Dans les imprimeries de Bucarest ou d' autres grandes villes, comme par exemple: Snagov, Buzau, Râmnic et Târgoviste, un grand nombre de correcteurs, de traducteurs et de graveurs ont créé un véritable "monde du livre" qui a été soutenu par les études philologiques. Ces "petits érudits"-aux quels se sont associées de grandes personnalités culturelles, telles: Radu Greceanu, Mitofan ou bien Théodosie- ont constitué un remarquable mouvement intellectuel.
L'éloquence déployée selon les règles de la rhétorique a connu une évolution extraordinaire; en fait les fils du monarque ont été les premiers à bénéficier des livres imprimés et des cours de rhétorique.
Les conférences organisées au palais gardèrent la tradition de la culture méditerranéenne, ce qui a eu pour conséquence immédiate l'afflux à Bucarest de nombreux savants venus de l'Ouest.
De cette effervescence, de ce débat intellectuel, on a vu se représenter une série de conceptions dont les origines sont mentionnées dans les écrits de l'époque et qui n'ont pas eu de précedents dans la culture roumaine.
Brâncoveanu s'est imposé, premièrement, par l'amour pour sa patrie, un terme qui s'est imposé et qui a été mis en valeur dès cette époque, mais qui s'est embelli aussi de significations majeures.
Outre le terme "patrie", il y a un autre mot qui s'est imposé: le mot "politia" (du grecque byzantin: "politheia") qui renvoyait au sens de "société" (groupe humain) mais aussi au sens de "bonnes manières": "une façon <<civilisée>> de penser et de se conduire".
En relation étroite avec la "politia" apparaît l'idée de "civilisation" qui signifiait, en effet, une prise de conscience de la transformation de l'être biologique en personnalité humaine.
Dans un tel contexte, où le souverain avait su construire "les bonnes moeurs", l’adversaire devenait "le tyrain"- auquel manquaient la "politia", l'amour pour la patrie et les normes civilisées de comportement.
Suivant le modèle des autres pays européens, le Pays Roumain avait toujours considéré l'éducation comme étant fonctionnelle car, à cette époque-là, elle répondait aux normes et aux attentes de la société.

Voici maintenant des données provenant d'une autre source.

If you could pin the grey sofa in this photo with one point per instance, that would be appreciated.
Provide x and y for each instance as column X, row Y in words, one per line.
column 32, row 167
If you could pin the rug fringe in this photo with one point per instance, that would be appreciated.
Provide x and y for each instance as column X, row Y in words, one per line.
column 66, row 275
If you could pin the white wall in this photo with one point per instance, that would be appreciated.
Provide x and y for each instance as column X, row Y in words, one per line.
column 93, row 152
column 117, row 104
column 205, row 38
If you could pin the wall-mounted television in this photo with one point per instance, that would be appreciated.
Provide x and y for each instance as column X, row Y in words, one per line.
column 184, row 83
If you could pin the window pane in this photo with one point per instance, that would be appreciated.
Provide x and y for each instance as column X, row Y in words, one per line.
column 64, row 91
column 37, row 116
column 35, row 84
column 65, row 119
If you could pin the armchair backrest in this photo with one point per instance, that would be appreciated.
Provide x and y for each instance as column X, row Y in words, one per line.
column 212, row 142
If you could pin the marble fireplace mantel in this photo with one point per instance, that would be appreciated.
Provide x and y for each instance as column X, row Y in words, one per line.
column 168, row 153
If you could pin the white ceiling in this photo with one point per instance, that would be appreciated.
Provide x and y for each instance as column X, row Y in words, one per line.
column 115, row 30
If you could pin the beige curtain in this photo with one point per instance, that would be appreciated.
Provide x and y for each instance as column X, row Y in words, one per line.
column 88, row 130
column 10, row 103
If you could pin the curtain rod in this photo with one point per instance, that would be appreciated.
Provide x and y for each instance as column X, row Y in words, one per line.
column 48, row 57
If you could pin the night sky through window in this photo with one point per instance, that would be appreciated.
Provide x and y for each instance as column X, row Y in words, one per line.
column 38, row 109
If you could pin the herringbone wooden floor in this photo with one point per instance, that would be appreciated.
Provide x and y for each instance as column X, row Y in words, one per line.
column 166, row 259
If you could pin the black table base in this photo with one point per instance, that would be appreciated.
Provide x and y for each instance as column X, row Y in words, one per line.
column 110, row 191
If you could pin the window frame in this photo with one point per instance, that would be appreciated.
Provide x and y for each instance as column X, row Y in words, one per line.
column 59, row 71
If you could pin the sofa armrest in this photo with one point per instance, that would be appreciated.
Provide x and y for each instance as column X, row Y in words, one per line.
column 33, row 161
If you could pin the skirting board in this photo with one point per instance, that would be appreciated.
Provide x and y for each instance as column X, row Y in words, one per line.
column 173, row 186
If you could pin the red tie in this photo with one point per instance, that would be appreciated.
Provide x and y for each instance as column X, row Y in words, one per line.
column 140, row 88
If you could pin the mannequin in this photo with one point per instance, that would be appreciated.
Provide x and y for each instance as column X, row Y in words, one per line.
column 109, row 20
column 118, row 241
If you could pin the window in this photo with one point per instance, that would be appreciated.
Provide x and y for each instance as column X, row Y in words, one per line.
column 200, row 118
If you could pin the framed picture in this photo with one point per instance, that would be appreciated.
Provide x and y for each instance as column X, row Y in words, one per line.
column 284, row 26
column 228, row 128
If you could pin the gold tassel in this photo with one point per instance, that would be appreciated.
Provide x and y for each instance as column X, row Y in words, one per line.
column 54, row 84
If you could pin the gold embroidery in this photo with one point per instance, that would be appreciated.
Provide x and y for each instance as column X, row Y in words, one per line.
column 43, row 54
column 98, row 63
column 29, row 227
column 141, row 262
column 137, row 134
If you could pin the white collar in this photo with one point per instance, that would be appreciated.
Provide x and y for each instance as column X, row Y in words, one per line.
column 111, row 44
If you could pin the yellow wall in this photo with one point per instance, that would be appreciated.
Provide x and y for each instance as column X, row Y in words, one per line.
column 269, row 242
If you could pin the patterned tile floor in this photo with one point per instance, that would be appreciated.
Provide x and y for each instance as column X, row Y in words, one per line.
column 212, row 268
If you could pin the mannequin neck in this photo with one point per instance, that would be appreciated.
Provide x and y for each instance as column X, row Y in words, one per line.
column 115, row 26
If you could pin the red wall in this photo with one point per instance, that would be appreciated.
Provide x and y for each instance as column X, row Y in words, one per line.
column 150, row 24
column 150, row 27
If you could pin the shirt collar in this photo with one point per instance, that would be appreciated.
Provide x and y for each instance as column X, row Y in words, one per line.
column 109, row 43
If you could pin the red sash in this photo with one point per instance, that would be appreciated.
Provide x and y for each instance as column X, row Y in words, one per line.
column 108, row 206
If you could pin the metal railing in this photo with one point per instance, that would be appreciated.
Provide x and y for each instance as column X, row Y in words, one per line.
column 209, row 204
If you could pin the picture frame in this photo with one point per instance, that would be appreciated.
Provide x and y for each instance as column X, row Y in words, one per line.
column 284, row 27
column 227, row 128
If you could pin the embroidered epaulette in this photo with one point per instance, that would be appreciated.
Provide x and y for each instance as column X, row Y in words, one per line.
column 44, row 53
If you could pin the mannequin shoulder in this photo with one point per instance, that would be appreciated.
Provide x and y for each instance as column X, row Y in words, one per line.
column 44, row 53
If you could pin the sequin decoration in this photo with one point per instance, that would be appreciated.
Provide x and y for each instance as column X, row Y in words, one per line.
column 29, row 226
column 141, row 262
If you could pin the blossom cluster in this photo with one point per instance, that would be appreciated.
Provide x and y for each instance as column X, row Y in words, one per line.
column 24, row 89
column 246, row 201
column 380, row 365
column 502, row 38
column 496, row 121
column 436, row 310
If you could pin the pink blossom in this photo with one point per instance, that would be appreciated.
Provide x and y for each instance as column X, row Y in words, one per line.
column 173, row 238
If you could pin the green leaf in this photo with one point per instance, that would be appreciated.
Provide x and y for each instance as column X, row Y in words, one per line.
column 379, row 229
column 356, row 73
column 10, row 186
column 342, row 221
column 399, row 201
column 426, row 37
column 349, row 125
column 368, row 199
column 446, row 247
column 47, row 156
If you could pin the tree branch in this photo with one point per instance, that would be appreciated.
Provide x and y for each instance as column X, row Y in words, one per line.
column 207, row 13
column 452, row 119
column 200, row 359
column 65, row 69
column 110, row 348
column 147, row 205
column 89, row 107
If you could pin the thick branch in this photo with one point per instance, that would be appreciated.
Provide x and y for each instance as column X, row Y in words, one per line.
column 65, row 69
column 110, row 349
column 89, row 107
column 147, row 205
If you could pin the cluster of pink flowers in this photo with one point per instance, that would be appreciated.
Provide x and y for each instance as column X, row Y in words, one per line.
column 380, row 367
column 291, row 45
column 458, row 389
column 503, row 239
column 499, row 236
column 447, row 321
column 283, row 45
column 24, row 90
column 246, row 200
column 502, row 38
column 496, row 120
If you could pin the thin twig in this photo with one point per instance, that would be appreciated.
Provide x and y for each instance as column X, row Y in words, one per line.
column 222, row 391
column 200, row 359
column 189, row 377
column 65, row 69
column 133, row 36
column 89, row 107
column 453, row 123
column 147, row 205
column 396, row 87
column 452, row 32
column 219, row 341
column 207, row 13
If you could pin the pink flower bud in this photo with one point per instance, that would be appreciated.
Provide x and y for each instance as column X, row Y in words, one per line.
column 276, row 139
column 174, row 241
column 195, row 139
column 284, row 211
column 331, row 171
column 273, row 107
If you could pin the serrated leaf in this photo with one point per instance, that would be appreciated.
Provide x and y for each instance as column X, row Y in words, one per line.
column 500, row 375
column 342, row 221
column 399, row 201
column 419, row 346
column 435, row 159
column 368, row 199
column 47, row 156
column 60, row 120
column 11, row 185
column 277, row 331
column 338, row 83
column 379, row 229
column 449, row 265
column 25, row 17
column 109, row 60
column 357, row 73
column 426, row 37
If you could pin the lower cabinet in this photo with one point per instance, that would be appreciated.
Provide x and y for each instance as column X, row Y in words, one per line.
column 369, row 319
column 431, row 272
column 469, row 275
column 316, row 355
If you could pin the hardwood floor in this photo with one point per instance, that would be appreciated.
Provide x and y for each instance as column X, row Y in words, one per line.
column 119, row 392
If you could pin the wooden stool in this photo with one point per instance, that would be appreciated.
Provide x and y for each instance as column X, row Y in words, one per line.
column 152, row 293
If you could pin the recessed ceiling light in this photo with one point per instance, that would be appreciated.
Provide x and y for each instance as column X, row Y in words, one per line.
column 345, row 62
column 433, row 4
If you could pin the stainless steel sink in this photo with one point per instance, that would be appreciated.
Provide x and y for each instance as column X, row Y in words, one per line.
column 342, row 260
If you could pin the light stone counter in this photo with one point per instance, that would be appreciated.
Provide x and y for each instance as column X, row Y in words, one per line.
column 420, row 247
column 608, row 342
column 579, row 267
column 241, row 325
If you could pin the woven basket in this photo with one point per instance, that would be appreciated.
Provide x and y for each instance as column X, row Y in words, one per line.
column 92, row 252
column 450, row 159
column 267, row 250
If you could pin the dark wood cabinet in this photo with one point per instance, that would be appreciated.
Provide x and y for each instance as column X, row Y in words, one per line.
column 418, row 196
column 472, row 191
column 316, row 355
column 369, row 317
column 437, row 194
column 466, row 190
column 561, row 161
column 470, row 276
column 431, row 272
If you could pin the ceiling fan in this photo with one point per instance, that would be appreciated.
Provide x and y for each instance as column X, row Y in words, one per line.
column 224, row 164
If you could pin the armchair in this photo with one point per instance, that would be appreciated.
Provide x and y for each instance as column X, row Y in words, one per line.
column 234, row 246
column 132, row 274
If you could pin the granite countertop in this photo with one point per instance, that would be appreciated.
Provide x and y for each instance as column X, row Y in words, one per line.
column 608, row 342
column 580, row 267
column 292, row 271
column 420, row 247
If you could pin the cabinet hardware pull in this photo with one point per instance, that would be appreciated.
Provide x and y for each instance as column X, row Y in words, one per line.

Pourtant, contrairement à d'autres sociétés, la société roumaine gardait une attitude précise:
L'incompréhension des niveaux spécifiques qui lui conféraient une certaine homogénéité culturelle.
Comme tous les programmes culturels, celui que Brâncoveanu proposait, avait, lui-aussi, ses côtés positifs et ses côtés négatifs. Les grandes qualités de ce programme tenaient à la peinture et à l'architecture.
Le quotidien se transforme en art grâce aux apports de la cour royale. Le côté négatif dans ce programme est dû à la structure pyramidale de la société à cette époque-là et à tout ce qu'elle suppose (en particulier, à sa vulnérabilité).